Jenny Blair tossed her head. "No, I haven't—but suppose I had. What difference in the world would it make?"
"Then there's Fred Harrison. I hope you haven't made any trouble with Fred. His mother was my bosom friend when we went to school."
"Well, I haven't. He's only twenty-two, and I've always told you I couldn't abide boys."
"You're too young to have notions," Mrs. Archbald said sternly. "Why, you aren't even out yet, and it is the greatest mistake for girls to fall in love before they're old enough to know their own minds." Then, as she unpinned the napkin and gathered up her work-basket, her scissors, her thimble, and her needle and thread, she added warningly, "The trouble with you, Jenny Blair, is that you do not know the first thing about life. It is only by knowing how little life has in store for us that we are able to look on the bright side and avoid disappointment."
Long after she had gone, Jenny Blair stood gazing out of the window into the golden dust of summer. As if anybody but Mamma had ever found that there was a bright side to disappointment! That was the way people talked when they embraced resignation—and if there was a single virtue she disliked more than any other, she thought bitterly, that virtue was resignation. Hadn't she, when all was said, a right to a little happiness? A stab pierced her heart, and she knew that she could not—she simply could not go away without seeing him. No matter what her mother said or did for her good, no matter what any one else said or did, she could not go away without seeing him. If only he had not avoided her! If only he had shown her by the slightest sign that he had not forgotten! The faintest sign would have sufficed. The faintest sign that he remembered would have driven away this torment of longing. Her thoughts fluttered like living things in her mind, and while they fluttered and dropped and fluttered again out into the stillness, she changed into a prettier dress, and settled the hat with the flopping brim and the wreath of cornflowers at a more picturesque angle on the scalloped waves of her hair. Then, at last, after a questioning glance in the mirror, she picked up her beaded bag and a fan that was decorated with bluebirds, and ran downstairs and out of the house. "Anything is better than this," she thought, as she walked down the block to the Birdsongs' gate. "It isn't," she changed the bag and fan to her left hand, and opened the gate, "as if I were to blame.
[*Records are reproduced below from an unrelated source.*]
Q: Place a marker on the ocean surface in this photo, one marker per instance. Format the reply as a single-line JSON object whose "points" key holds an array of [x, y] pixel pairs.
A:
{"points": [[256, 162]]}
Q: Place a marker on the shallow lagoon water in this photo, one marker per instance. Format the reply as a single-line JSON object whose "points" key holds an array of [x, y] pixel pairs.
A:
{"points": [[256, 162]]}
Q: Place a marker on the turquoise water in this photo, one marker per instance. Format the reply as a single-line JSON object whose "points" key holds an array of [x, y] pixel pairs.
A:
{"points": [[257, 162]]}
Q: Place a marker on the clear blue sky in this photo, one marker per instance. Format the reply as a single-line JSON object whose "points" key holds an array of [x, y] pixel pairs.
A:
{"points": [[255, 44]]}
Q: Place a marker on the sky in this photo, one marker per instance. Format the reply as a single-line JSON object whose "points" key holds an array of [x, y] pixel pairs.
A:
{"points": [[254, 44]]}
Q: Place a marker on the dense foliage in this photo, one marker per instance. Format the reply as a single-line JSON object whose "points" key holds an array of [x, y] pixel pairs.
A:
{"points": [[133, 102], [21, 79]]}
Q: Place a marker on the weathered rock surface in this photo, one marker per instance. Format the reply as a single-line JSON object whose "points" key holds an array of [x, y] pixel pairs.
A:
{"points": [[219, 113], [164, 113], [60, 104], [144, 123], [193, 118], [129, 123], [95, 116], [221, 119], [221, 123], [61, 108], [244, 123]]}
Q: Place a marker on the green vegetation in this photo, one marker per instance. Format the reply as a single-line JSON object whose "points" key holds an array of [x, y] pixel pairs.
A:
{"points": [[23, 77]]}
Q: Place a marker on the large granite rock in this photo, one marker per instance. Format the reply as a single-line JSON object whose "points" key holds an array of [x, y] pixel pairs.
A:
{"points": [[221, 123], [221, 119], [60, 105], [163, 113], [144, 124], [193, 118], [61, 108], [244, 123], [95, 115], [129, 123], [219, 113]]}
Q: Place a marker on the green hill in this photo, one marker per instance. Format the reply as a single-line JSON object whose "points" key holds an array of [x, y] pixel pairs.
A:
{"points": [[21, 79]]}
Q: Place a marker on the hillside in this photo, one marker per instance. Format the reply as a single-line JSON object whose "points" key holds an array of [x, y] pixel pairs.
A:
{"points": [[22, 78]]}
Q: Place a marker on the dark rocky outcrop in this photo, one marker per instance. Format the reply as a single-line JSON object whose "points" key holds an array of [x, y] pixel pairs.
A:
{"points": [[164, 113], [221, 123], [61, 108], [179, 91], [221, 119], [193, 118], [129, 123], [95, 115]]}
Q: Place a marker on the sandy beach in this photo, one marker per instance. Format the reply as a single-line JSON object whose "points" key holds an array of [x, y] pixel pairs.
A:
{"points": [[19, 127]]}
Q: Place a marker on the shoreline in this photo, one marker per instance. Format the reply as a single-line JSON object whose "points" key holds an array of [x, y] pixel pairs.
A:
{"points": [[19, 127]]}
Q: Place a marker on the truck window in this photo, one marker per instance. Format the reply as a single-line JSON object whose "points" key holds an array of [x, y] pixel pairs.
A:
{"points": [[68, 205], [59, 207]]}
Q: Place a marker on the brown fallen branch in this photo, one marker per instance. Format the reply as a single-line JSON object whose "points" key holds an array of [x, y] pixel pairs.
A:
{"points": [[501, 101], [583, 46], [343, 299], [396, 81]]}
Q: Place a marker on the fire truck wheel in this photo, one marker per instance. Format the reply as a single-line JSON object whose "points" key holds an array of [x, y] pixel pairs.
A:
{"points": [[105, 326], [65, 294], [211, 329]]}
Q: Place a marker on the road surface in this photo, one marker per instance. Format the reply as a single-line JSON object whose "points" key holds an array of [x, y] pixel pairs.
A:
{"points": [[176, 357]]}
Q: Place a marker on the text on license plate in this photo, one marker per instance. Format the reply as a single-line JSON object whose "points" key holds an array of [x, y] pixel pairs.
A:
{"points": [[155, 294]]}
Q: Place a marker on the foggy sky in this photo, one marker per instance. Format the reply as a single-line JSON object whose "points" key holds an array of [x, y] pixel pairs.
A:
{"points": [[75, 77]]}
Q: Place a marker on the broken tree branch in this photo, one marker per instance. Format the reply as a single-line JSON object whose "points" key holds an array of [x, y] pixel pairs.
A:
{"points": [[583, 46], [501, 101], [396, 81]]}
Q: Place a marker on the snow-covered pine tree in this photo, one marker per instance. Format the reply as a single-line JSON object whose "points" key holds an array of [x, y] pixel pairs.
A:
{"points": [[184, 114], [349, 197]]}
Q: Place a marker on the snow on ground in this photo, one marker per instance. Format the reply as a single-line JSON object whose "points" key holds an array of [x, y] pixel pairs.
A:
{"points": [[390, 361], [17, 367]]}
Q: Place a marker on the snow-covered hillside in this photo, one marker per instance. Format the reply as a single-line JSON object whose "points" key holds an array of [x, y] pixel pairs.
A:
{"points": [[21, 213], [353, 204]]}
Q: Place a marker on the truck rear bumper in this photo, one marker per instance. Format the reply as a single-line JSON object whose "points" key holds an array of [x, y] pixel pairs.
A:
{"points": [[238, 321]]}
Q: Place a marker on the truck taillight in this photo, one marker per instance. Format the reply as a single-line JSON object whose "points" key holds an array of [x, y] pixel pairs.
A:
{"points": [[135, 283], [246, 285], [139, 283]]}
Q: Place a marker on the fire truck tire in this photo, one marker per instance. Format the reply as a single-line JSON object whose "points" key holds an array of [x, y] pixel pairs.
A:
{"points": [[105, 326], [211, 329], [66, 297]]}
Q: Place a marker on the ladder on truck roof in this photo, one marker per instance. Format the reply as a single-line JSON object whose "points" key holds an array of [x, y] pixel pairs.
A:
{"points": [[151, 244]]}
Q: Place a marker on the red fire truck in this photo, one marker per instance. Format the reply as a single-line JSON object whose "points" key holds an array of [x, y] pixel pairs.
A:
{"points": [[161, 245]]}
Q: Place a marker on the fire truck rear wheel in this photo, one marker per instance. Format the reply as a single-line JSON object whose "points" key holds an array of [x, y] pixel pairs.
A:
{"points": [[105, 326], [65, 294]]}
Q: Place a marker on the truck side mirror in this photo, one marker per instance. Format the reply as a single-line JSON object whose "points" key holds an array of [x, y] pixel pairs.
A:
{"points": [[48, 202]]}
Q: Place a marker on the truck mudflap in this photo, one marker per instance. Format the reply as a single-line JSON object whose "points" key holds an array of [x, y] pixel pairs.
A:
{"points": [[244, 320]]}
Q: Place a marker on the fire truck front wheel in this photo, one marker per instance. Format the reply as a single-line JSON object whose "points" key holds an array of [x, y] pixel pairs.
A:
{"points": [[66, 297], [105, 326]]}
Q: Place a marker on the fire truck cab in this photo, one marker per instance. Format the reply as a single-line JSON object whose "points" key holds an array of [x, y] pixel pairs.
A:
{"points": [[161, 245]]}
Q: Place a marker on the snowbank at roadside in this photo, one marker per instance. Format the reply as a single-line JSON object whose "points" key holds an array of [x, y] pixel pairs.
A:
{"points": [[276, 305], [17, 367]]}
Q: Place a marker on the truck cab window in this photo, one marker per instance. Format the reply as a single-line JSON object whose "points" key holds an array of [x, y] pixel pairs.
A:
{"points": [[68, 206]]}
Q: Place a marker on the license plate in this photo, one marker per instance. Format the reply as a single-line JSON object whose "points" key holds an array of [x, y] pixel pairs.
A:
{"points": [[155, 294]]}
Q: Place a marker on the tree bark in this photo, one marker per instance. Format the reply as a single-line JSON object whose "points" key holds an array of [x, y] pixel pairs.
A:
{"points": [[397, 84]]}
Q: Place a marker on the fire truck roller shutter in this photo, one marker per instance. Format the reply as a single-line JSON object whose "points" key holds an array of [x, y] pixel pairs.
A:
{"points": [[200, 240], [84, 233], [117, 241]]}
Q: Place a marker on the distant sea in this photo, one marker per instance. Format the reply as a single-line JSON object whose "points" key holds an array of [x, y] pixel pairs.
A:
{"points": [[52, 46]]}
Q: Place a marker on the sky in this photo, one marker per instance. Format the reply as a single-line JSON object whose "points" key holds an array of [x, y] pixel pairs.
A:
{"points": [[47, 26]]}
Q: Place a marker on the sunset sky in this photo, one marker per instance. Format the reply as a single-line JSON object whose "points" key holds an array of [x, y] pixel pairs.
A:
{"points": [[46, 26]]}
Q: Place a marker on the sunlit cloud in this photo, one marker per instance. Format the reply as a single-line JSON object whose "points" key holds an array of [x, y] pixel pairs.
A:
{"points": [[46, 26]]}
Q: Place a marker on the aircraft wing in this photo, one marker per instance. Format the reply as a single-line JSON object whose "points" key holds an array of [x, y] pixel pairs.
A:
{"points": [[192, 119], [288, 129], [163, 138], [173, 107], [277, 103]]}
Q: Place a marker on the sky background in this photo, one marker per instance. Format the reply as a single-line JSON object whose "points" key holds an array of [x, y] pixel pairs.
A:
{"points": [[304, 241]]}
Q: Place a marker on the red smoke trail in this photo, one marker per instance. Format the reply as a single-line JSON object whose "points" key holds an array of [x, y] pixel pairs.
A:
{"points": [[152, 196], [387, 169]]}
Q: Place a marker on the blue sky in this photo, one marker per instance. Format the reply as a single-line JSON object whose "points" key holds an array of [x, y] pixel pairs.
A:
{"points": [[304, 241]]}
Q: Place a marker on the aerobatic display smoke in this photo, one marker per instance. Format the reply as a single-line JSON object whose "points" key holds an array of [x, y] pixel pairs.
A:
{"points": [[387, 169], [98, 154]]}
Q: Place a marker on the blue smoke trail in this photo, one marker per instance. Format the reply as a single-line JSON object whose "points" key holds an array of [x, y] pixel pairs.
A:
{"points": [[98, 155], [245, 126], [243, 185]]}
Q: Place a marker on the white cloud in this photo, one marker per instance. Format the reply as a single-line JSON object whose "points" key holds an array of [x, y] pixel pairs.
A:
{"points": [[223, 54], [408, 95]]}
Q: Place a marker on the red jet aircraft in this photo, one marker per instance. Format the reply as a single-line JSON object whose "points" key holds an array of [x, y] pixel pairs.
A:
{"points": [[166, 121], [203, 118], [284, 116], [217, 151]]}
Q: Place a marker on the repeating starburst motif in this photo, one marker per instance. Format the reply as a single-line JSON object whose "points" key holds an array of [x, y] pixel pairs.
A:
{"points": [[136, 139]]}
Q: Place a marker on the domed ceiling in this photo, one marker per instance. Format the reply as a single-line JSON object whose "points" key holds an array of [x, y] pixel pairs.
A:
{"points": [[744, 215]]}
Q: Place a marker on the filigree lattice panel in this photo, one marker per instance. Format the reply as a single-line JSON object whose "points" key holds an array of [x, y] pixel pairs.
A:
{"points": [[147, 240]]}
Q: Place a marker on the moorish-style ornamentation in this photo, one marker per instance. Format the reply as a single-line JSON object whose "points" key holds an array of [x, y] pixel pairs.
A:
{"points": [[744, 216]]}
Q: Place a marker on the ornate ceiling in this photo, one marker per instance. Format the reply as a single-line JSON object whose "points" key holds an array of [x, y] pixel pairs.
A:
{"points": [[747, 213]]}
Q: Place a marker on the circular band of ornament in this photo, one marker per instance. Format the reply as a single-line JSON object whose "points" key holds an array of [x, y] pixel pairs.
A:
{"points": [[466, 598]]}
It isn't," she stooped to detach a muslin flounce from the thorn of a rose, "as if I had chosen to suffer like this."
CHAPTER 10
At her ring Maggie opened the door, hurriedly wiping her free hand on a crumpled apron. She was a kind, fat, slow old body, blacker, as Mrs. Birdsong once remarked, than God made them now. Her sponge cake was delicious, and completely refuted Mrs. Archbald's theory that sponge cake requires the hand of a lady. She was also the only surviving cook in Queenborough who could be persuaded to make beaten biscuits, which she beat for half an hour with the handle of an axe, and salt-rising bread, which must rise four times, and was put down by the kitchen stove at four o'clock in the morning. But Mr. Birdsong enjoyed beaten biscuits and salt-rising bread; and though Maggie loved her mistress in moderation, she adored the ground her master walked on and was proud of all the extra trouble he made.
"I'm going away, Maggie," Jenny Blair explained, flushing and paling because her heart thudded so fast and loud under her lace bertha. "I'm going to the White day after to-morrow."